Yes, THE CHARLIE'S ANGELS STORY has some pretty good -- if slightly schlocky -- impersonations, so you can almost believe while you're watching it that it's almost them. And the narrative doesn't wander too far from what is "known" about the stars and the things that happened.
But the DYNASTY: THE MAKING OF A GUILTY PLEASURE overtly had nothing to do with the actors who were being portrayed. John Forsythe was presented as a bombastic fool with whom even Blake Carrington couldn't compete (the way Joan likes to falsely portray him), Linda Evans is presented as a slightly-rednecky cookie-baking ditz, while Joan Collins herself is played as a higher-class breed of actress than she actually is.
Only the portrait of Esther Shapiro as a grasping, hustling operator quite works (the Shapiros' rustic cottage is the secret star of the show, much as is Harry Hamlin's house in MAKING LOVE).
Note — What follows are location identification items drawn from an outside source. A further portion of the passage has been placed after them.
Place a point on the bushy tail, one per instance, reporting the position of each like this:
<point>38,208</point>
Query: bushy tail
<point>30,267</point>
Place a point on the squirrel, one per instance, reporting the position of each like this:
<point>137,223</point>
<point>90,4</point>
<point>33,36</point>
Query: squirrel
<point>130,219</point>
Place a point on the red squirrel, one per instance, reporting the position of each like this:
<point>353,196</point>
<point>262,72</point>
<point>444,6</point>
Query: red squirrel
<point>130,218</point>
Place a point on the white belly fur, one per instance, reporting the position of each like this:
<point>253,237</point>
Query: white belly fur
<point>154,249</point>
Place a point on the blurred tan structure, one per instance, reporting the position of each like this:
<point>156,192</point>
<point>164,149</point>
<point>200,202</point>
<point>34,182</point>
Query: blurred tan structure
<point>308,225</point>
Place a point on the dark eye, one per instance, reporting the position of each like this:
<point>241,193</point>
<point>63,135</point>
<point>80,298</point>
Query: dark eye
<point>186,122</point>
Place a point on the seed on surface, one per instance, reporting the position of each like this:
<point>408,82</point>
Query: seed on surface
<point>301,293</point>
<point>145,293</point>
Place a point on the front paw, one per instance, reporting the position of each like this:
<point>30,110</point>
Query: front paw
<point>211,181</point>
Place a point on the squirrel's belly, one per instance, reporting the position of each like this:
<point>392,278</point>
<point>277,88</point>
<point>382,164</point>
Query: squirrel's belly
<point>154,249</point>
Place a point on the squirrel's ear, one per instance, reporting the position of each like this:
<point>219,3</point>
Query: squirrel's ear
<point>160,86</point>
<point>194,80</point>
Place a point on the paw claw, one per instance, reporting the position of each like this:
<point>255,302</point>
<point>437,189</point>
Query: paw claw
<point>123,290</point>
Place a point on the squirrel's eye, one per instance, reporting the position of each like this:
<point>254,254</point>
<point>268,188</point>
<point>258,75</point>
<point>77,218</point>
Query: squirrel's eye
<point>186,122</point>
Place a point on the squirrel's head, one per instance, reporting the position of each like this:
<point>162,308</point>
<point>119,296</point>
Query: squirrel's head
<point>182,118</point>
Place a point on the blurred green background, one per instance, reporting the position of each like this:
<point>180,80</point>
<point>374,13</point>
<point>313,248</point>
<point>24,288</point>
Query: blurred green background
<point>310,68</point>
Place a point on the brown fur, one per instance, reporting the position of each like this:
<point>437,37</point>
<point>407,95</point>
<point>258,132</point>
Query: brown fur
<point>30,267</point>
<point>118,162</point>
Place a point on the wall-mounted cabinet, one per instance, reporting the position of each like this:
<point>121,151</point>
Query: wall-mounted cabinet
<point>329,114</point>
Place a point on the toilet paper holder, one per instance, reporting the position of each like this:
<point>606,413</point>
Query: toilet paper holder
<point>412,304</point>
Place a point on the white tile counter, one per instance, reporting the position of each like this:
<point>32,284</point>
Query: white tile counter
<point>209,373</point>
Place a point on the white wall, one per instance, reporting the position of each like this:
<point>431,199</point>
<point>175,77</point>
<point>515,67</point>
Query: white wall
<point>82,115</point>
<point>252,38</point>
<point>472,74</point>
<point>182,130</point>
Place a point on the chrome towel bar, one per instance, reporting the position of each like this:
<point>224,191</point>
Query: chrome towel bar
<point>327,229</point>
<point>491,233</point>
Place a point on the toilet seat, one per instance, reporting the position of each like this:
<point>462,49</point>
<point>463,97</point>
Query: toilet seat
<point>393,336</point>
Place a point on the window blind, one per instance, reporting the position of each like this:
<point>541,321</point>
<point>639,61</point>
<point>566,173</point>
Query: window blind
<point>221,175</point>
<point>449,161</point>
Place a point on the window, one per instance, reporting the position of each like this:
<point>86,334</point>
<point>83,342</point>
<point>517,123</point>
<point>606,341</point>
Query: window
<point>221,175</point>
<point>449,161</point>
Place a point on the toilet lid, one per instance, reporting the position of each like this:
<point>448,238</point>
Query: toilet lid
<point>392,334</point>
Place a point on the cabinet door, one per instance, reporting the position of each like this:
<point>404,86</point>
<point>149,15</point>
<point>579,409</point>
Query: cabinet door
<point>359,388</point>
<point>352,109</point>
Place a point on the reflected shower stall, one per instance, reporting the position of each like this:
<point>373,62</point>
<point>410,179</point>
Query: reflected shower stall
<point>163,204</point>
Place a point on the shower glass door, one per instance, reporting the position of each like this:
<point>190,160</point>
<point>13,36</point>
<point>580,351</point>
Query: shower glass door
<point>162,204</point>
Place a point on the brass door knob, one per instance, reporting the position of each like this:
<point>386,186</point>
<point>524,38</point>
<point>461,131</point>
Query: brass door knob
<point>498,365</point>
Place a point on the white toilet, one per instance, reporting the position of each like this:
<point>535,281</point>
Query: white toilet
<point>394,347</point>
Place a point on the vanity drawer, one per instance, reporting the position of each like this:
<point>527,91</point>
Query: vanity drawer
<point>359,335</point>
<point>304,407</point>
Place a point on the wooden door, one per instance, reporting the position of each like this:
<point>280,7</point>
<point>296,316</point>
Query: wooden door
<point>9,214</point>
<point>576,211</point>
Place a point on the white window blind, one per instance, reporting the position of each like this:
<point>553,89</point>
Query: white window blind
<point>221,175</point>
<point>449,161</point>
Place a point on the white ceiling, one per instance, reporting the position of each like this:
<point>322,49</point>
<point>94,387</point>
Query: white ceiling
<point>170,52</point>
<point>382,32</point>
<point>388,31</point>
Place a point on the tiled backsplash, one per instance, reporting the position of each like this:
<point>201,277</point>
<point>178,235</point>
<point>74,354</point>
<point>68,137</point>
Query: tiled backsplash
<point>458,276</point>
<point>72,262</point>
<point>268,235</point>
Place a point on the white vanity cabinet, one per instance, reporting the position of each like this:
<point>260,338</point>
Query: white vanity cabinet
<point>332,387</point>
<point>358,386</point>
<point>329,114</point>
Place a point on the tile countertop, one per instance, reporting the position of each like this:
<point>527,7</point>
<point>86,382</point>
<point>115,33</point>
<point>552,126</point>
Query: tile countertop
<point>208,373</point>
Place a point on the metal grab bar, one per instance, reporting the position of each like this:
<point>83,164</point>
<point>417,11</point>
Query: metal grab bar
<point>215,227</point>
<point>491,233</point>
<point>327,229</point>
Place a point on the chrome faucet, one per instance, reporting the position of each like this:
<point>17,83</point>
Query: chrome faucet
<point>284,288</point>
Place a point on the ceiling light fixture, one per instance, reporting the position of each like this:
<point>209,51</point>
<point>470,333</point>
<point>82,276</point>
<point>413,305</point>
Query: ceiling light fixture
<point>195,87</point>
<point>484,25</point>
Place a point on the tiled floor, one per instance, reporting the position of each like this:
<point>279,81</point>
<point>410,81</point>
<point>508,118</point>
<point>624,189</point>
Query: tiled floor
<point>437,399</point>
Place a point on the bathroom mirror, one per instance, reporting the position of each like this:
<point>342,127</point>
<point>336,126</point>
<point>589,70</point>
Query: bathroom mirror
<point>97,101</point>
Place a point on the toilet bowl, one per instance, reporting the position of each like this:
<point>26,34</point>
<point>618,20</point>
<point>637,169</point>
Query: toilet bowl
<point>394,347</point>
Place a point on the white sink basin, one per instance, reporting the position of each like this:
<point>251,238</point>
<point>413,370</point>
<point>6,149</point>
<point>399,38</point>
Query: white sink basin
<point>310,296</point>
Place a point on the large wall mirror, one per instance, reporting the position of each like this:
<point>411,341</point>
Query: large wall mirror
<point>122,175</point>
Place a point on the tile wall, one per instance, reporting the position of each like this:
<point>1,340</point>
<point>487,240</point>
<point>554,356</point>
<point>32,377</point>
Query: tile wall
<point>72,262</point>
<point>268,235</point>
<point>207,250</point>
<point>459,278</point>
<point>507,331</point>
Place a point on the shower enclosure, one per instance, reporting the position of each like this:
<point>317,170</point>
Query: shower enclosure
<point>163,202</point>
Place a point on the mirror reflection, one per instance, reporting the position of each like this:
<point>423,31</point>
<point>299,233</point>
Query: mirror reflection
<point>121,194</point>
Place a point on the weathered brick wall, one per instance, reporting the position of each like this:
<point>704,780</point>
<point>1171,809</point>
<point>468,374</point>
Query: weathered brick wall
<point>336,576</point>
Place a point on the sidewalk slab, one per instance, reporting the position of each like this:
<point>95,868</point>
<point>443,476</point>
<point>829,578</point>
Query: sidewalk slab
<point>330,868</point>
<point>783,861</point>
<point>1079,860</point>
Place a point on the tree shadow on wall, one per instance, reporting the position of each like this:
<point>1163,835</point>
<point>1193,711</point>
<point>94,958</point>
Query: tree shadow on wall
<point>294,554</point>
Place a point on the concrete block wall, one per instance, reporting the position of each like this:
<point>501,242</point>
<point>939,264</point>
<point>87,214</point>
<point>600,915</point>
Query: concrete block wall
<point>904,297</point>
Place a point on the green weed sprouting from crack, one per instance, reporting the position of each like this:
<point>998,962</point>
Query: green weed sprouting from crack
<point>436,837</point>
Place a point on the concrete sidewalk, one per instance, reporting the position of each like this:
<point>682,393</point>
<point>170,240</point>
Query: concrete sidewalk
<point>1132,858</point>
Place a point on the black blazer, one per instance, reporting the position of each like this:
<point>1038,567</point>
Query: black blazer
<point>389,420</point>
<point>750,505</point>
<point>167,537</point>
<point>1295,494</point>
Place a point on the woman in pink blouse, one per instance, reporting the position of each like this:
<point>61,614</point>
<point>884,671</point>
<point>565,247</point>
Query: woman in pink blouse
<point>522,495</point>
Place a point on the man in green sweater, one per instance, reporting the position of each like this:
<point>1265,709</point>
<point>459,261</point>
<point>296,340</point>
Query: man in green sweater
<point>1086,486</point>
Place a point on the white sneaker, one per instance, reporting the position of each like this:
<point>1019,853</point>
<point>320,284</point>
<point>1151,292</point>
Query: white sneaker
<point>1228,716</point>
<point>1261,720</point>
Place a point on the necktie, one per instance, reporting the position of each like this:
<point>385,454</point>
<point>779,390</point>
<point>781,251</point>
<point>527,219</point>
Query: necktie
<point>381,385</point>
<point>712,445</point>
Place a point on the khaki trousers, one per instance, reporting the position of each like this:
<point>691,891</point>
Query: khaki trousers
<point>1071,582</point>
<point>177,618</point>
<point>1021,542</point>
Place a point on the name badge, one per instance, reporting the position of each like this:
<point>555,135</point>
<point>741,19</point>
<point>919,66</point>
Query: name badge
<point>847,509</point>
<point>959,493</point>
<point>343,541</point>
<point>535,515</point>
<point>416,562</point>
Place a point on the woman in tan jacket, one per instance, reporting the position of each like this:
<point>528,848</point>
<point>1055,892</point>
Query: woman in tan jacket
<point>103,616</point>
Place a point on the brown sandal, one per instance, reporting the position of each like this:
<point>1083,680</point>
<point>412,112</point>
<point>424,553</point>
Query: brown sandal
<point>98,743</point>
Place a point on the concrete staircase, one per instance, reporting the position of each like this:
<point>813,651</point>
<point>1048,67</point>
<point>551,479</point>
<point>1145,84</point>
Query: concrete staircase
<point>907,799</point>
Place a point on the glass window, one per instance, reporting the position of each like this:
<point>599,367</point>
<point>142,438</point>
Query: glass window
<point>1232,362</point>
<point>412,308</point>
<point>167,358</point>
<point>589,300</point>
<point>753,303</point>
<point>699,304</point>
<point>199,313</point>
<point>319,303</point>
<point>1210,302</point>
And Aaron Spelling's fey Hollywood player is similar in both movies albeit a bit inferior in THE GUILTY PLEASURE program.
What was weird(est) about the DYNASTY one was that it aired on the same network, ABC, which broadcast the actual show in the '80s -- something not considered industry protocol at the time in 2005. The lead cast publicly came out against the film, with Joan calling the ABC brass "lowlifes."